Love, et autres drogues

2 étoiles (6.3/10)

New York, les années 90. Jamie est un jeune commercial redoutable dont l’assurance – et le physique avantageux – sévissent aussi bien auprès des femmes que dans l’univers implacable de l’industrie pharmaceutique où, entre antidépresseurs et dopants sexuels, il parvient finalement à tout vendre. Mais il y a une personne qui semble insensible aux charmes de Jamie : Maggie. Une jeune femme très séduisante et furieusement indépendante qui, comme Jamie, fuit l’engagement émotionnel, mais pour des raisons très différentes.
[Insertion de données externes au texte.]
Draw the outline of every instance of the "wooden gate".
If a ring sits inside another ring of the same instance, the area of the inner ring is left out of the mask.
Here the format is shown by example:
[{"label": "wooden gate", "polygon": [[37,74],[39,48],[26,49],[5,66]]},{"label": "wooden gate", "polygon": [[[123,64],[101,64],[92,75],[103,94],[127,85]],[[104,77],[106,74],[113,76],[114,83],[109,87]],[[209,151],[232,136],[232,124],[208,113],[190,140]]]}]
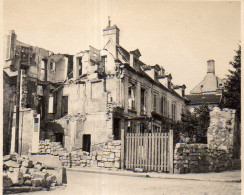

Elle est atteinte d’une maladie chronique et a décidé de vivre uniquement au jour le jour. Malgré eux, ce qui devait être une histoire sans lendemain va alors s’intensifier. Tous deux vont bientôt voir leurs principes respectifs malmenés et devenir accros à la plus puissante des drogues qui soit : l’amour. C’est une histoire à la fois drôle, émouvante, assez bien rythmèe que nous sert le réalisateur et ce couple d’acteur, formidable, Anne Hathaway et Jake Gyllenhaal qui fonctionne à merveille à l’écran. Bizarrement, et heureusement peut-être, « Love et autres drogues » ne ressemble en rien a la comédie romantique americaine type bien que le sujet soit peu nouveau.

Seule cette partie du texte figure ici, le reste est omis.